Seeking to rein in spending by the state government, House Speaker Daniel Perez has proposed “the largest state tax cut in the history of Florida.”

Not “a stunt or a tax holiday” but “a permanent, recurring tax reduction”
Greg Heilman
Update:

Florida lawmakers are working to hash out a state budget for the 2025-2026 fiscal year. The current proposal plans to spend $118.6 billion, but House Speaker Daniel Perez sparked a budget debate with an idea he put forth this week that would force the state government to rein in spending.

He wants to lower the state’s sales-tax rate from 6% to 5.25%, thus slashing state revenue by $5 billion a year. However, it may conflict with Governor Ron DeSantis own tax cut plans.

Florida House Speaker Daniel Perez: Not “a stunt or a tax holiday” but “a permanent, recurring tax reduction”

“This will not be a temporary measure, a stunt or a tax holiday. This will be a permanent, recurring tax reduction,” the Miami Republican told fellow members of the Florida House this past week. “This will be the largest state tax cut in the history of Florida. If we are successful, we will become the only state in the history of the United States of America to permanently reduce its sales tax.”

While on the one hand, it would give residents of the Sunshine State, who are dealing with Florida’s affordability crisis, a breather it would mean cutting some programs in the state Perez acknowledged.
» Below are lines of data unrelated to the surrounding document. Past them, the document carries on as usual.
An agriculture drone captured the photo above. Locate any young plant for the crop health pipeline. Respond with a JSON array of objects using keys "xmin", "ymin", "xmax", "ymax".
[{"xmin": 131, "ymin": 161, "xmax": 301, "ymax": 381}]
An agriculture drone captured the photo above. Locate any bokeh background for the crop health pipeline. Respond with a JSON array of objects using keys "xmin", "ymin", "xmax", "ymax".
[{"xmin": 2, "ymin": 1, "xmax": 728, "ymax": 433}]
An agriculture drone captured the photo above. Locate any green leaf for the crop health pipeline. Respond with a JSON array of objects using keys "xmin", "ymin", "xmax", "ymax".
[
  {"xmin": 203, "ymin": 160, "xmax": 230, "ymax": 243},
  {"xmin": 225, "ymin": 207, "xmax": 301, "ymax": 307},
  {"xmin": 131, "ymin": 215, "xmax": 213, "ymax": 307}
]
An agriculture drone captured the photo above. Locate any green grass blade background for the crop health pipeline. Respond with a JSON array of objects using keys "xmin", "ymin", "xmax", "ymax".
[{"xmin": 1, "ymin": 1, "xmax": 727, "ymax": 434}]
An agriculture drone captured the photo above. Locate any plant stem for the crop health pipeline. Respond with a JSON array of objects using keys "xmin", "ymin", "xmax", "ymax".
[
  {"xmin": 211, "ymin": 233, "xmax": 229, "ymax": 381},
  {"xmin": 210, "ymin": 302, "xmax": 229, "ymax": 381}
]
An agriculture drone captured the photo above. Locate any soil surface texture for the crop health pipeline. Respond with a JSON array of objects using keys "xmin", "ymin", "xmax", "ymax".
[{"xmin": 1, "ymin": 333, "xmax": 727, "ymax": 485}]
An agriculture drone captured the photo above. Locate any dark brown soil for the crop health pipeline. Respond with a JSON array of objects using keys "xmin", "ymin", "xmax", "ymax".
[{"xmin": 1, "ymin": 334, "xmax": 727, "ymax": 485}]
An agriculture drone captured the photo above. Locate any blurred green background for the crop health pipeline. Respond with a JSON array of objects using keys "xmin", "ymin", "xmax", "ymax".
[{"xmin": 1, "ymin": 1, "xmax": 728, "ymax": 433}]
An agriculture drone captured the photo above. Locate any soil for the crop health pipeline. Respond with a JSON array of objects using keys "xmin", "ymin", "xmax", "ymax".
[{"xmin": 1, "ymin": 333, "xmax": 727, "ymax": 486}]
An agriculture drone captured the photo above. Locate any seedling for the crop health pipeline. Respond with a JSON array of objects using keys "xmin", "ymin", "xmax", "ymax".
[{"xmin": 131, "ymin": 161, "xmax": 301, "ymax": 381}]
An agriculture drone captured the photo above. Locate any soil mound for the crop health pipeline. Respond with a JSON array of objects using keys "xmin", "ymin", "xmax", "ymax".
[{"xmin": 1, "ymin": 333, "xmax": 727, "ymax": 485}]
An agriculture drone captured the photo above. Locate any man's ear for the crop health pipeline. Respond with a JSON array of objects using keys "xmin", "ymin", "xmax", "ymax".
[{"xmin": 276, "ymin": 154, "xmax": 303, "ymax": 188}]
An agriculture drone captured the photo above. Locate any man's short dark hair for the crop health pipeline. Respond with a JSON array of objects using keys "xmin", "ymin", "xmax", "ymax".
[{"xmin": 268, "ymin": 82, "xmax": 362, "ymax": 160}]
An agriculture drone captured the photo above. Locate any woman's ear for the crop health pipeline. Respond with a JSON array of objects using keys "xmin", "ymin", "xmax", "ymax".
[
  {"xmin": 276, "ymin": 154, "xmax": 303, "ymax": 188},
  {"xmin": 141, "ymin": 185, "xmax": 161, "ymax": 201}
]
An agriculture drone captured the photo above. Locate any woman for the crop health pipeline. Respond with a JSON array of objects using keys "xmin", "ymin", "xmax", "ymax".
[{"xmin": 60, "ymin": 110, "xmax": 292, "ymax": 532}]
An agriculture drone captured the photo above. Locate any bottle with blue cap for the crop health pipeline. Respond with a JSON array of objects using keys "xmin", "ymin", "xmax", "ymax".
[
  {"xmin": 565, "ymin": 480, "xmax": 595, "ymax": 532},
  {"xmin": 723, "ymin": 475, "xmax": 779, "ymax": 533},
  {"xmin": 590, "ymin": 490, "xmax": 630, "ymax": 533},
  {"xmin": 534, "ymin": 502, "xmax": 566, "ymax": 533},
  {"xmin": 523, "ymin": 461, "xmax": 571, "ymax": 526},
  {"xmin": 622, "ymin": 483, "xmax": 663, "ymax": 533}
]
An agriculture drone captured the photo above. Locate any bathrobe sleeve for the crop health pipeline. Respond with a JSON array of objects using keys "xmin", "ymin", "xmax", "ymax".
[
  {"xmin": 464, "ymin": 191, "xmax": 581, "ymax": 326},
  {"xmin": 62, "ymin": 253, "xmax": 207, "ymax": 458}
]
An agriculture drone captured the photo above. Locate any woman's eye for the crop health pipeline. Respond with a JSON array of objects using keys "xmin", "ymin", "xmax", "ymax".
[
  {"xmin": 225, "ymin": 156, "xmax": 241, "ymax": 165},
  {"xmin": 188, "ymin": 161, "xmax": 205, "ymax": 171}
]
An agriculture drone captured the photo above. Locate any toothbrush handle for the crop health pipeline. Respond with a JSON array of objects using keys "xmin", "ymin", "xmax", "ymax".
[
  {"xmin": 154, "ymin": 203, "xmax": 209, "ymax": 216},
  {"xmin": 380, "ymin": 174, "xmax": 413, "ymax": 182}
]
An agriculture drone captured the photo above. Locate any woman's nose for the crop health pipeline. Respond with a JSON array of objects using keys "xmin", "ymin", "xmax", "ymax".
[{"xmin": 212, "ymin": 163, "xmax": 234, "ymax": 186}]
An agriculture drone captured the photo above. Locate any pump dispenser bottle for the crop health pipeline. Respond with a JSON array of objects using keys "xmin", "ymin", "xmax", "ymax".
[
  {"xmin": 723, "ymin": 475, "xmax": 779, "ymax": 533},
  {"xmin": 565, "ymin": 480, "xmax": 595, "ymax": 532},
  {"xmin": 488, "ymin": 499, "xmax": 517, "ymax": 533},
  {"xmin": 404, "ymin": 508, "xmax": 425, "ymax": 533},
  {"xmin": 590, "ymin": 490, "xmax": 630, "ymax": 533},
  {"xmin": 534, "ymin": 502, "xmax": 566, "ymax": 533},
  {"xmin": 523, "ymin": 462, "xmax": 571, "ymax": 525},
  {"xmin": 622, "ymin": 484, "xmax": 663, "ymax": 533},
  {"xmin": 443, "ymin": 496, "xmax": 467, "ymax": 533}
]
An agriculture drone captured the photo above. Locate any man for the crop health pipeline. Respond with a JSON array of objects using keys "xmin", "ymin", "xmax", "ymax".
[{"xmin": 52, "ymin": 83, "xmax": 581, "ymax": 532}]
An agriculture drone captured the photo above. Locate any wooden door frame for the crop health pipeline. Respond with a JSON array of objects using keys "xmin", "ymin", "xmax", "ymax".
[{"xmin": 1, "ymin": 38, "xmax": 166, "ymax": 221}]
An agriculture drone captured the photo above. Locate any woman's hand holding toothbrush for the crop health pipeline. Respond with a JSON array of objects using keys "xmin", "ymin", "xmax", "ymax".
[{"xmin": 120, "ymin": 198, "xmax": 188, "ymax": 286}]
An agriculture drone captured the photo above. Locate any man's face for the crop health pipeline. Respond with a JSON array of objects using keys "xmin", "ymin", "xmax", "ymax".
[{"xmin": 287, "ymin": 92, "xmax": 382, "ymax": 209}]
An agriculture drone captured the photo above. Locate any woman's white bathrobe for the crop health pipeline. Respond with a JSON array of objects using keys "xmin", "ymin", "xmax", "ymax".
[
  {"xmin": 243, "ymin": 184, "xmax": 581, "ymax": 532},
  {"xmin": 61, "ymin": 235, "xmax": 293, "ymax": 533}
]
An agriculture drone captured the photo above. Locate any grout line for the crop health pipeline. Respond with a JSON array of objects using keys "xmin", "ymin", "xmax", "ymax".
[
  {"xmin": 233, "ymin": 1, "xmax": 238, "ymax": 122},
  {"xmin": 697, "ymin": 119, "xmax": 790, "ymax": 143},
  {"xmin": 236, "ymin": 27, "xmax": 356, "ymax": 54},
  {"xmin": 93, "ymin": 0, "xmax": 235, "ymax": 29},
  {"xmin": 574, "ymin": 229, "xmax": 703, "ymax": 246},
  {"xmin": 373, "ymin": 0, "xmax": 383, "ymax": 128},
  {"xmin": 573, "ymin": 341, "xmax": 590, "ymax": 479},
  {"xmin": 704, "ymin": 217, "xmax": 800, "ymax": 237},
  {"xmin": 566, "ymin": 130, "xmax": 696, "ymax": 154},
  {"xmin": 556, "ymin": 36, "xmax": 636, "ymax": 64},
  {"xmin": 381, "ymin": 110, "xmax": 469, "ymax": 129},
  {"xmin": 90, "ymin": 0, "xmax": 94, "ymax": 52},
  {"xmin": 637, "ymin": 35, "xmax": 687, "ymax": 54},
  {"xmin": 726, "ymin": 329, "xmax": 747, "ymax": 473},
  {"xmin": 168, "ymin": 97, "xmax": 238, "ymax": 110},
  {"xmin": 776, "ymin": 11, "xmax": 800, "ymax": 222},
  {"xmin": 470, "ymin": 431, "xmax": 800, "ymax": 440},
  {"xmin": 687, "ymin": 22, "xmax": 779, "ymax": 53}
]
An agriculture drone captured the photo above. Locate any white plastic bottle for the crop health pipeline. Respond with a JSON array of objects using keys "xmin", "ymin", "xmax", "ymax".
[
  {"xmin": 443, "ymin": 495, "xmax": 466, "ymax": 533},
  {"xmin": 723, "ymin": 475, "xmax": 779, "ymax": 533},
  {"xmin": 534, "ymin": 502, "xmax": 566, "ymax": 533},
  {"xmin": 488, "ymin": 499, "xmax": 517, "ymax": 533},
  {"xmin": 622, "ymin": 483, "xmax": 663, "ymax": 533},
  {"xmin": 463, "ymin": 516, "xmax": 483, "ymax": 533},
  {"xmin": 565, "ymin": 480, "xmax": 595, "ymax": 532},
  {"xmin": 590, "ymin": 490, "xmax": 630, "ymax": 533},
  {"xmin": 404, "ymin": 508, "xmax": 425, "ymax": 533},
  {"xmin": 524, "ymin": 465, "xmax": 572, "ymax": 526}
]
He said that will draw pushback.

“Of course, the special interests will say the sky is falling and the world is ending,” he said. “But it won’t and it’s not.” Perez added that those fighting the belt-tightening “have lost sight of the difference between their needs and their wants.”
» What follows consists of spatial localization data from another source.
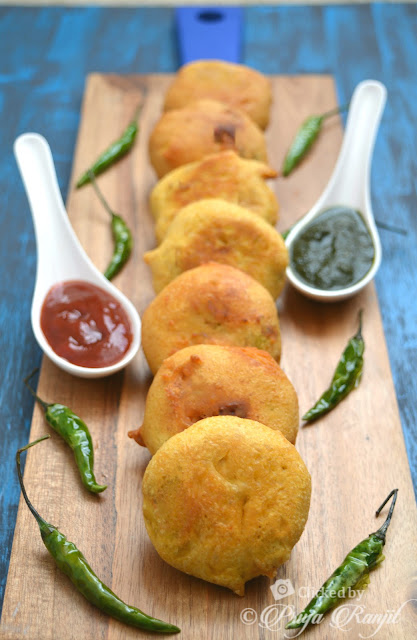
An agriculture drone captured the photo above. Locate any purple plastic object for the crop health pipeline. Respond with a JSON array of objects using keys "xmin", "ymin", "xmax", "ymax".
[{"xmin": 175, "ymin": 6, "xmax": 242, "ymax": 65}]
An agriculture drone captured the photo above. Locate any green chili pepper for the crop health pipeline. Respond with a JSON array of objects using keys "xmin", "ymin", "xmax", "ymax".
[
  {"xmin": 88, "ymin": 171, "xmax": 133, "ymax": 280},
  {"xmin": 286, "ymin": 489, "xmax": 398, "ymax": 630},
  {"xmin": 16, "ymin": 436, "xmax": 180, "ymax": 634},
  {"xmin": 76, "ymin": 103, "xmax": 143, "ymax": 188},
  {"xmin": 24, "ymin": 369, "xmax": 106, "ymax": 494},
  {"xmin": 303, "ymin": 310, "xmax": 364, "ymax": 422},
  {"xmin": 282, "ymin": 104, "xmax": 348, "ymax": 177}
]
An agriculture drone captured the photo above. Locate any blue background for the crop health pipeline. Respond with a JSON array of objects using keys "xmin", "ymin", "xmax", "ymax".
[{"xmin": 1, "ymin": 4, "xmax": 416, "ymax": 614}]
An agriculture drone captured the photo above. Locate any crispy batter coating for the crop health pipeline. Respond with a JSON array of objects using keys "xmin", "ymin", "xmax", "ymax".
[
  {"xmin": 150, "ymin": 151, "xmax": 278, "ymax": 242},
  {"xmin": 144, "ymin": 198, "xmax": 288, "ymax": 298},
  {"xmin": 129, "ymin": 344, "xmax": 299, "ymax": 454},
  {"xmin": 141, "ymin": 263, "xmax": 281, "ymax": 374},
  {"xmin": 142, "ymin": 416, "xmax": 311, "ymax": 595},
  {"xmin": 163, "ymin": 60, "xmax": 272, "ymax": 130},
  {"xmin": 149, "ymin": 99, "xmax": 268, "ymax": 179}
]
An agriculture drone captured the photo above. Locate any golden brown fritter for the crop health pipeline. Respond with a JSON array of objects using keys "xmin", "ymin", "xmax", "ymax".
[
  {"xmin": 129, "ymin": 344, "xmax": 299, "ymax": 454},
  {"xmin": 150, "ymin": 150, "xmax": 279, "ymax": 242},
  {"xmin": 142, "ymin": 416, "xmax": 311, "ymax": 595},
  {"xmin": 144, "ymin": 198, "xmax": 288, "ymax": 298},
  {"xmin": 149, "ymin": 99, "xmax": 268, "ymax": 179},
  {"xmin": 163, "ymin": 60, "xmax": 272, "ymax": 130},
  {"xmin": 141, "ymin": 262, "xmax": 281, "ymax": 374}
]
Gov. Ron DeSantis wants to eliminate property taxes

DeSantis has drawn up his own budget proposal which calls for roughly $3 billion less in spending than the current plan. The proposal by Perez may, however, conflict with the governor’s dream of reducing, if not completely eliminating, property taxes in the Sunshine State.
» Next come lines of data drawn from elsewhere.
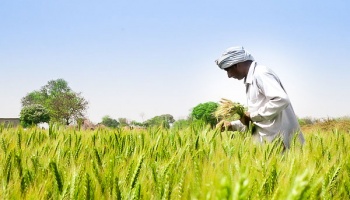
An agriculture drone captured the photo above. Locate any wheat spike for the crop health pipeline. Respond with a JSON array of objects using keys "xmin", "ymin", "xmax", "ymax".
[
  {"xmin": 130, "ymin": 156, "xmax": 144, "ymax": 190},
  {"xmin": 49, "ymin": 161, "xmax": 63, "ymax": 194},
  {"xmin": 214, "ymin": 98, "xmax": 245, "ymax": 120}
]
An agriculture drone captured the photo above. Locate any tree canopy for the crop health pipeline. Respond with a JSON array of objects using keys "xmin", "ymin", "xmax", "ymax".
[
  {"xmin": 101, "ymin": 115, "xmax": 119, "ymax": 128},
  {"xmin": 118, "ymin": 118, "xmax": 129, "ymax": 127},
  {"xmin": 191, "ymin": 101, "xmax": 219, "ymax": 127},
  {"xmin": 143, "ymin": 114, "xmax": 175, "ymax": 128},
  {"xmin": 20, "ymin": 104, "xmax": 50, "ymax": 127},
  {"xmin": 21, "ymin": 79, "xmax": 88, "ymax": 125}
]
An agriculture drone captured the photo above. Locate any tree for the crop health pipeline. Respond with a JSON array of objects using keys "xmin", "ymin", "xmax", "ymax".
[
  {"xmin": 191, "ymin": 102, "xmax": 219, "ymax": 127},
  {"xmin": 20, "ymin": 104, "xmax": 50, "ymax": 127},
  {"xmin": 101, "ymin": 116, "xmax": 119, "ymax": 128},
  {"xmin": 143, "ymin": 114, "xmax": 175, "ymax": 128},
  {"xmin": 21, "ymin": 91, "xmax": 46, "ymax": 107},
  {"xmin": 118, "ymin": 118, "xmax": 129, "ymax": 127},
  {"xmin": 130, "ymin": 120, "xmax": 144, "ymax": 127},
  {"xmin": 49, "ymin": 91, "xmax": 88, "ymax": 125},
  {"xmin": 21, "ymin": 79, "xmax": 88, "ymax": 125}
]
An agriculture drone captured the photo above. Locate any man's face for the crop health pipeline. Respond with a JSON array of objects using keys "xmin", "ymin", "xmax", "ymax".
[{"xmin": 224, "ymin": 63, "xmax": 245, "ymax": 80}]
“You buy a home, you pay off the mortgage, and yet you still have to write a check to the government every year just for the privilege of living on your own private property,” he said during his annual State of the State address. However, he hasn’t presented any specifics of how he would provide homeowners with this tax relief while at the same time keeping local governments funded.

One proposal that he has voiced is shifting the taxation burden to tourists and foreigner visiting the state. “You have the ability in some of those areas that draw a lot of people to shift the tax burden away from your own people to people that are not residents of Florida,” DeSantis said recently. “I think that would be a better tax system than constantly having people pay higher property taxes.”